Odcieni niebieskiego znajdziemy bardzo wiele. Są jednak takie, które na długo zapadają w naszej pamięci, z całą pewnością możemy je określić mianem szlachetnych. Jednym z takich odcieni jest delikatny odcień błękitu lekko wpadający w gołębi, który od dłuższego czasu gości w moim sercu.
Odcień ten jest niezwykle subtelny, stylowy i z pozoru nie rzuca się w oczy. Jednocześnie wyróżnia się na tle innych, ponieważ kolor ten jest jeszcze dość rzadko spotykany. To co bije od tego koloru to przede wszystkim chłód. Niektórym może on przypominać krainę lodu i opowieść o Królowej Śniegu.
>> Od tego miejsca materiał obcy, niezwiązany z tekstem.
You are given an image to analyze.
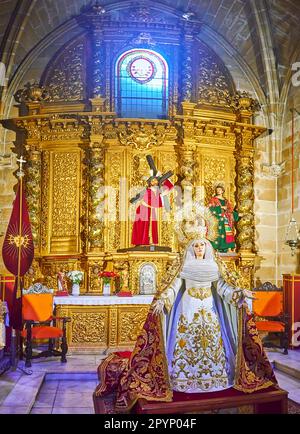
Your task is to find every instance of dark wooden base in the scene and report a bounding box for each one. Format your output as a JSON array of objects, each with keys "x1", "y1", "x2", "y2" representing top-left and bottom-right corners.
[
  {"x1": 117, "y1": 245, "x2": 172, "y2": 253},
  {"x1": 133, "y1": 387, "x2": 288, "y2": 414}
]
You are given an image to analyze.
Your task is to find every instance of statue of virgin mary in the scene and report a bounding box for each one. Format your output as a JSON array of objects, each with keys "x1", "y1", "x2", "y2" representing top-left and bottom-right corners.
[{"x1": 95, "y1": 203, "x2": 277, "y2": 412}]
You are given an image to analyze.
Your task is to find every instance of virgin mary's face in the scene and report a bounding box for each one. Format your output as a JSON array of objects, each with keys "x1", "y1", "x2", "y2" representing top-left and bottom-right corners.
[{"x1": 194, "y1": 241, "x2": 206, "y2": 259}]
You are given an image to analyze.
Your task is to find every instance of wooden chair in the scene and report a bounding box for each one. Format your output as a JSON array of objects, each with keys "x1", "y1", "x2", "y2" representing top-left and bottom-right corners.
[
  {"x1": 252, "y1": 282, "x2": 289, "y2": 354},
  {"x1": 21, "y1": 293, "x2": 71, "y2": 367}
]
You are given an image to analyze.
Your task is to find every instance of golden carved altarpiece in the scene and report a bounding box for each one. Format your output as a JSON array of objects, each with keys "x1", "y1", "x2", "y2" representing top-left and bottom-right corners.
[{"x1": 4, "y1": 2, "x2": 264, "y2": 347}]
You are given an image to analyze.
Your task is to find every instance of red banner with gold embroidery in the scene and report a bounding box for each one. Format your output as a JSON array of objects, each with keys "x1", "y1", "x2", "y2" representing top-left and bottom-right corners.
[
  {"x1": 2, "y1": 181, "x2": 34, "y2": 330},
  {"x1": 2, "y1": 183, "x2": 34, "y2": 276}
]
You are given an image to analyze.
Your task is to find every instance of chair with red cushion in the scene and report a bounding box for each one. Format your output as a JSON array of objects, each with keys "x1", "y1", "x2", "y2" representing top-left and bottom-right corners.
[
  {"x1": 252, "y1": 282, "x2": 289, "y2": 354},
  {"x1": 21, "y1": 293, "x2": 71, "y2": 367}
]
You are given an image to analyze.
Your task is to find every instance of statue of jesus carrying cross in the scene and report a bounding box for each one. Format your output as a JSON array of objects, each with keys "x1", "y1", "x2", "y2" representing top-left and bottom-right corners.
[{"x1": 130, "y1": 155, "x2": 174, "y2": 246}]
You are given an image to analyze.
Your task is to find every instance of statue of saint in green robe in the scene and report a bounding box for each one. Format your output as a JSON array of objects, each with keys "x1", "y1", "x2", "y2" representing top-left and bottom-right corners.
[{"x1": 208, "y1": 185, "x2": 239, "y2": 253}]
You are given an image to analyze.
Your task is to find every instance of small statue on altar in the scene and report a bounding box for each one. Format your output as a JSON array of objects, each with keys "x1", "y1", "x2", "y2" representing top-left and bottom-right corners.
[
  {"x1": 114, "y1": 261, "x2": 132, "y2": 296},
  {"x1": 55, "y1": 270, "x2": 69, "y2": 296},
  {"x1": 208, "y1": 183, "x2": 239, "y2": 253},
  {"x1": 130, "y1": 155, "x2": 174, "y2": 246}
]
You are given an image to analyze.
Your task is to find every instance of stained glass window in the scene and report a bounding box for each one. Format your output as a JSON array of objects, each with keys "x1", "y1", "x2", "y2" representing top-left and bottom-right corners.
[{"x1": 115, "y1": 49, "x2": 168, "y2": 119}]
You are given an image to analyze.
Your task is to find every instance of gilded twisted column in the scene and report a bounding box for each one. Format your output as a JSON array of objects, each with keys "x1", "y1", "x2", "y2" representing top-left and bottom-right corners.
[
  {"x1": 88, "y1": 143, "x2": 105, "y2": 251},
  {"x1": 26, "y1": 149, "x2": 42, "y2": 250},
  {"x1": 237, "y1": 137, "x2": 254, "y2": 252}
]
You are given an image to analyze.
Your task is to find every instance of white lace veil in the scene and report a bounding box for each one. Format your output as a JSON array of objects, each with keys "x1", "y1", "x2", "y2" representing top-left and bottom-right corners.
[{"x1": 180, "y1": 238, "x2": 220, "y2": 283}]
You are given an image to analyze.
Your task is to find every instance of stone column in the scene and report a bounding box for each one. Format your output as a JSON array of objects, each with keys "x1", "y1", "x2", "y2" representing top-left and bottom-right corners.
[
  {"x1": 78, "y1": 3, "x2": 106, "y2": 99},
  {"x1": 181, "y1": 22, "x2": 194, "y2": 102}
]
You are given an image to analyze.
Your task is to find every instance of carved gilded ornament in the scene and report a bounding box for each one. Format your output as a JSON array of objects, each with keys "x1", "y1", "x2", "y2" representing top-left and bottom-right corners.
[
  {"x1": 88, "y1": 260, "x2": 104, "y2": 294},
  {"x1": 237, "y1": 151, "x2": 254, "y2": 251},
  {"x1": 41, "y1": 151, "x2": 50, "y2": 251},
  {"x1": 87, "y1": 143, "x2": 105, "y2": 250},
  {"x1": 71, "y1": 311, "x2": 108, "y2": 345},
  {"x1": 118, "y1": 122, "x2": 174, "y2": 151},
  {"x1": 52, "y1": 152, "x2": 79, "y2": 237},
  {"x1": 118, "y1": 307, "x2": 149, "y2": 344}
]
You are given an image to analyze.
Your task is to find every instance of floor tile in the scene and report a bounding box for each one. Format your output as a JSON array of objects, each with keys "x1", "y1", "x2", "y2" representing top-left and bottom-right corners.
[
  {"x1": 57, "y1": 380, "x2": 97, "y2": 393},
  {"x1": 0, "y1": 406, "x2": 29, "y2": 414},
  {"x1": 54, "y1": 391, "x2": 93, "y2": 408},
  {"x1": 30, "y1": 407, "x2": 52, "y2": 414},
  {"x1": 34, "y1": 388, "x2": 56, "y2": 408},
  {"x1": 52, "y1": 407, "x2": 95, "y2": 414}
]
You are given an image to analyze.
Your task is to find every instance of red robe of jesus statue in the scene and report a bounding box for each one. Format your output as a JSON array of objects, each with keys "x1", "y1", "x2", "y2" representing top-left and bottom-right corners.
[{"x1": 131, "y1": 179, "x2": 174, "y2": 246}]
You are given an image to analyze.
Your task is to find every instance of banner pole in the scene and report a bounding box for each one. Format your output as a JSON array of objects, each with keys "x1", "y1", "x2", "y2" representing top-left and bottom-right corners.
[{"x1": 12, "y1": 155, "x2": 26, "y2": 369}]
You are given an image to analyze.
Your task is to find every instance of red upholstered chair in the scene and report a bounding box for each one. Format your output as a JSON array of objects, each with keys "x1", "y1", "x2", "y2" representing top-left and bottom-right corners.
[
  {"x1": 252, "y1": 282, "x2": 289, "y2": 354},
  {"x1": 21, "y1": 291, "x2": 71, "y2": 367}
]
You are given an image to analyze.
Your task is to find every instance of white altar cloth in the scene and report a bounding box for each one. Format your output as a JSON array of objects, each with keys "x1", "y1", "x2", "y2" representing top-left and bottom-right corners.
[{"x1": 54, "y1": 295, "x2": 154, "y2": 306}]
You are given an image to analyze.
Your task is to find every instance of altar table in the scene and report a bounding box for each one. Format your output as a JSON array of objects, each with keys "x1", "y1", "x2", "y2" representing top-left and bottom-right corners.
[
  {"x1": 133, "y1": 386, "x2": 288, "y2": 414},
  {"x1": 54, "y1": 295, "x2": 153, "y2": 353}
]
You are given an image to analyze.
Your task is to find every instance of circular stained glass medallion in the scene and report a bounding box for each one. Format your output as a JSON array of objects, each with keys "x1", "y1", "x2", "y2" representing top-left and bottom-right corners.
[{"x1": 127, "y1": 56, "x2": 156, "y2": 83}]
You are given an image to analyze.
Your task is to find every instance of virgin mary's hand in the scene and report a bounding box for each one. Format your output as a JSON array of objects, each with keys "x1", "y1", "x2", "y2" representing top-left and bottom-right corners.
[{"x1": 153, "y1": 298, "x2": 165, "y2": 315}]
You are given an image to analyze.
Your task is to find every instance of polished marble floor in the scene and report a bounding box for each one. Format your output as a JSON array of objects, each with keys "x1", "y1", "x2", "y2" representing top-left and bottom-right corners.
[{"x1": 0, "y1": 350, "x2": 300, "y2": 414}]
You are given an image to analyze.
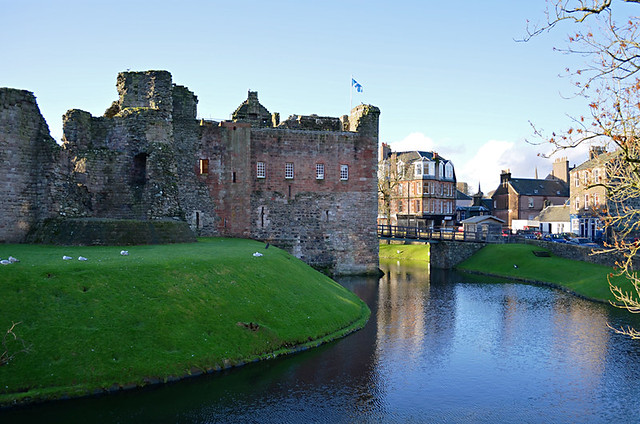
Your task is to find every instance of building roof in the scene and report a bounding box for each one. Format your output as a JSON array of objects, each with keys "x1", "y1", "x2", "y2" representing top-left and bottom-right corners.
[
  {"x1": 462, "y1": 215, "x2": 504, "y2": 224},
  {"x1": 231, "y1": 91, "x2": 272, "y2": 127},
  {"x1": 534, "y1": 204, "x2": 571, "y2": 222},
  {"x1": 571, "y1": 150, "x2": 620, "y2": 173},
  {"x1": 494, "y1": 178, "x2": 569, "y2": 197},
  {"x1": 456, "y1": 190, "x2": 472, "y2": 200}
]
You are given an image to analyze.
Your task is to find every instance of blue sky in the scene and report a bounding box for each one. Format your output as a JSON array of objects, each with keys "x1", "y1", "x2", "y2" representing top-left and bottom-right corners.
[{"x1": 0, "y1": 0, "x2": 616, "y2": 193}]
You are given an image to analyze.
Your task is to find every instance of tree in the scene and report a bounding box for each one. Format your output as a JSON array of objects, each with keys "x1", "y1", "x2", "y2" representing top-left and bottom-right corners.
[{"x1": 525, "y1": 0, "x2": 640, "y2": 339}]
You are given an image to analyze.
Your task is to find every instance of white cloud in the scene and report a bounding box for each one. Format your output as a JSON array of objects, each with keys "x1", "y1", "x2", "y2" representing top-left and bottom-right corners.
[{"x1": 390, "y1": 132, "x2": 600, "y2": 194}]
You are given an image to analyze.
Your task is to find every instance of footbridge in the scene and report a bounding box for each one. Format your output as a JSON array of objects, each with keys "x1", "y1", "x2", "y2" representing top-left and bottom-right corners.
[{"x1": 378, "y1": 225, "x2": 488, "y2": 269}]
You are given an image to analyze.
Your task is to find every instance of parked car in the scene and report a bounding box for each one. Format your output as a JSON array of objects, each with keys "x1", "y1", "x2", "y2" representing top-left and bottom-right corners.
[{"x1": 567, "y1": 237, "x2": 600, "y2": 247}]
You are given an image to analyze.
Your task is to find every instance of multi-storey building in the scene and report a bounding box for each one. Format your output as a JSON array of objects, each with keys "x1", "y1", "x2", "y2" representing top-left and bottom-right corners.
[
  {"x1": 570, "y1": 147, "x2": 616, "y2": 240},
  {"x1": 492, "y1": 158, "x2": 569, "y2": 228},
  {"x1": 378, "y1": 144, "x2": 456, "y2": 228}
]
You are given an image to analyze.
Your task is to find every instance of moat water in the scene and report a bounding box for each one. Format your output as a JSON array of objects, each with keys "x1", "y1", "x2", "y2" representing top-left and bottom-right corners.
[{"x1": 0, "y1": 263, "x2": 640, "y2": 423}]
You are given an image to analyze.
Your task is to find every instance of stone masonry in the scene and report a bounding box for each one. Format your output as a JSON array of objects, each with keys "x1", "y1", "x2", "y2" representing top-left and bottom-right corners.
[{"x1": 0, "y1": 71, "x2": 379, "y2": 273}]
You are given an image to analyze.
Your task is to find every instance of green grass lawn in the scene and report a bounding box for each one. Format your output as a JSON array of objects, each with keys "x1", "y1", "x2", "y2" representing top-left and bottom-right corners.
[
  {"x1": 380, "y1": 244, "x2": 429, "y2": 262},
  {"x1": 457, "y1": 244, "x2": 630, "y2": 301},
  {"x1": 0, "y1": 238, "x2": 369, "y2": 403}
]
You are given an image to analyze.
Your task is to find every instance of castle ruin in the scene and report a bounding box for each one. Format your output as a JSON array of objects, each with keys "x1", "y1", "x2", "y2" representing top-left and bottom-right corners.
[{"x1": 0, "y1": 71, "x2": 379, "y2": 273}]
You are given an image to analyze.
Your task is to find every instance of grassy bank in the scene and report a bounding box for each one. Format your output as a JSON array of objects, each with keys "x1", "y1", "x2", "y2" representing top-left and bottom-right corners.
[
  {"x1": 0, "y1": 239, "x2": 369, "y2": 404},
  {"x1": 380, "y1": 244, "x2": 429, "y2": 262},
  {"x1": 457, "y1": 244, "x2": 629, "y2": 301}
]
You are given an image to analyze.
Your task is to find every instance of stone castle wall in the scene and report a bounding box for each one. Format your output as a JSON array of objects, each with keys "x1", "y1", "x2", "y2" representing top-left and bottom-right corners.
[
  {"x1": 0, "y1": 71, "x2": 379, "y2": 273},
  {"x1": 0, "y1": 88, "x2": 61, "y2": 243}
]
Jako wielka fanka naturalnych brązów musiałam pokusić się zatem o ocieplenie nieco tego look-u. ;) Postawiłam na niezawodne (w moim odczuciu) brązowe dodatki, które uwielbiam: zamszowe kozaki za kolano, a'la skórzaną ołówkową spódnicę, pasek, torebkę oraz okulary.
Do błękitnego wełnianego płaszcza i szala pod spód włożyłam wełniany sweterek w kolorze jasnego brązu, któremu czasami bliżej do odcienia cielistego. Sweterek bez szaleństw - prosty, minimalistyczny krój, bazowa "góra" i jasny kolor pasujący do wielu rzeczy. Niby nic specjalnego a w zimie bardzo często po niego sięgam. Z całą pewnością mogłabym go wpisać na swoją listę "Must have" na sezon jesienno-zimowy. Po sezonie letnim okazało się jednak, że pomimo preparatów antymolowych mole dobrały się do niego i wyjadły dość sporą dziurę z przodu sweterka. Odkryłam tę szkodę w ostatniej chwili i nie chciałam zmieniać koncepcji, tym bardziej, że zaplanowany był spacer w wełnianym płaszczu. Piszę o tym, ponieważ czasem można zapomnieć o takim antymolowym zabezpieczeniu, szczególnie gdy wełniane swetry leżą nieużywane przez sporą część roku. Szkoda byłoby, aby kolekcja wełnianych swetrów uległa wyjedzeniu przez te niedobre szkodniki.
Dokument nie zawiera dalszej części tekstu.